Age of Enlightenment
See also: Scientific Racism#Origins of scientific racismAs noted earlier, scientists attempted to classify Homo sapiens based on a geographic arrangement of human populations based on skin color, others simply on geographic location, shape, stature, food habits, and other distinguishing characteristics. In the 18th century, scientists began to include behavioral or psychological traits in their reported observations- which often had derogatory or demeaning implications – and often assumed that those behavioral or psychological traits were related to their race, and therefore, innate and unchangeable. Other areas of interest were to determine the exact number of races, categorize and name them, and examine the primary and secondary causes of variation between groups.
The Great Chain of Being, a medieval idea that there was a hierarchical structure of life from the most fundamental elements to the most perfect, began to encroach upon the idea of race. As taxonomy grew, scientists began to assume that the human species could be divided into distinct subgroups. One’s “race” necessarily implied that one group had certain character qualities and physical dispositions that differentiated it from other human populations. Society gave different values to those differentiations, which essentially created a gap between races by deeming one race superior or inferior to another race, thus a hierarchy of races. In this way, science was used as justification for unfair treatment of different human populations.

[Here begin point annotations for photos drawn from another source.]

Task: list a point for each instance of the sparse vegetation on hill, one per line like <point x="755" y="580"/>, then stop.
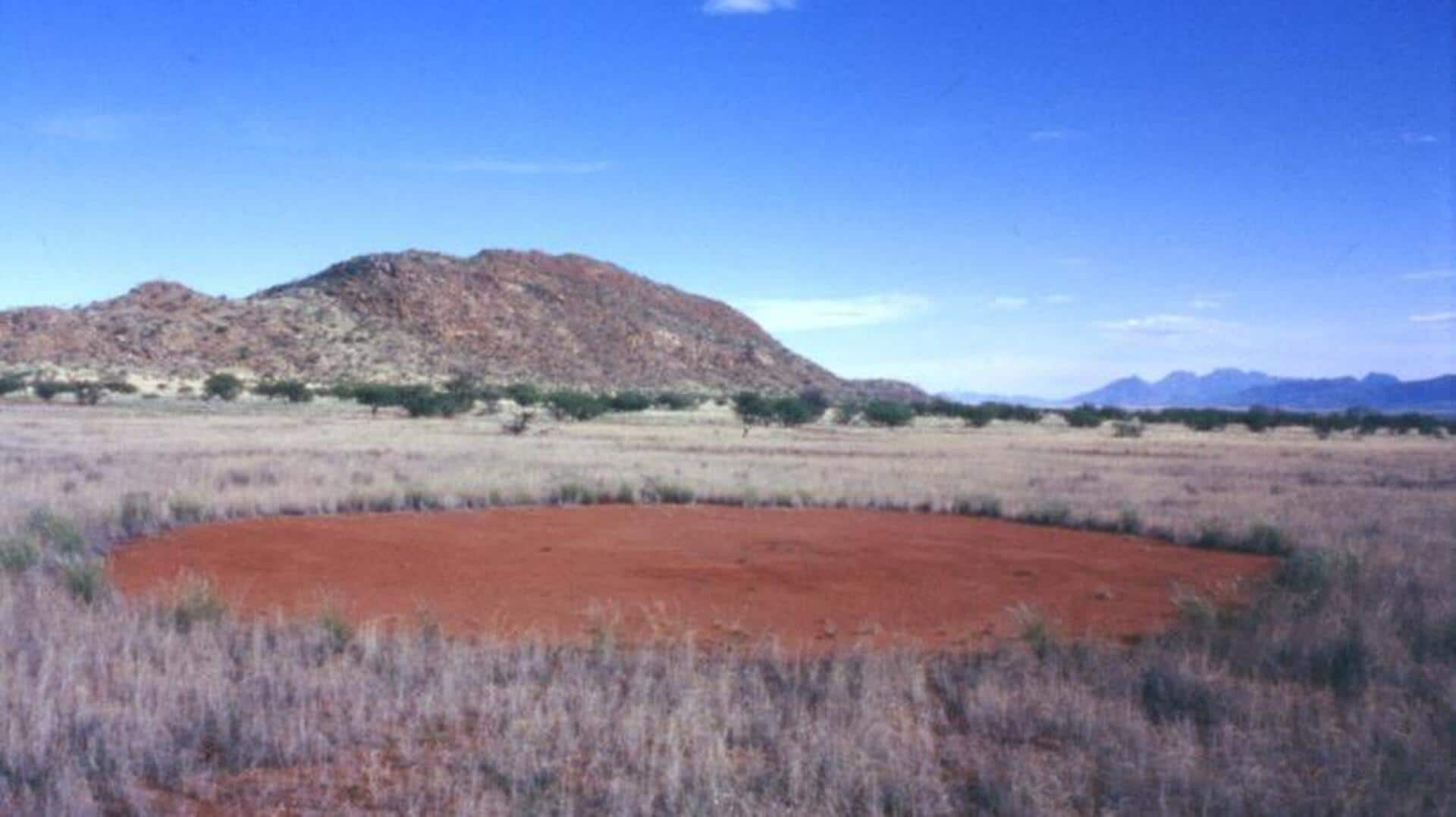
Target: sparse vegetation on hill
<point x="223" y="387"/>
<point x="1329" y="690"/>
<point x="291" y="390"/>
<point x="788" y="409"/>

The systematization of race concepts during the Enlightenment period brought with it the conflict between monogenism (a single origin for all human races) and polygenism (the hypothesis that races had separate origins). This debate was originally cast in creationist terms as a question of one versus many creations of humanity, but continued after evolution was widely accepted, at which point the question was given in terms of whether humans had split from their ancestral species one or many times.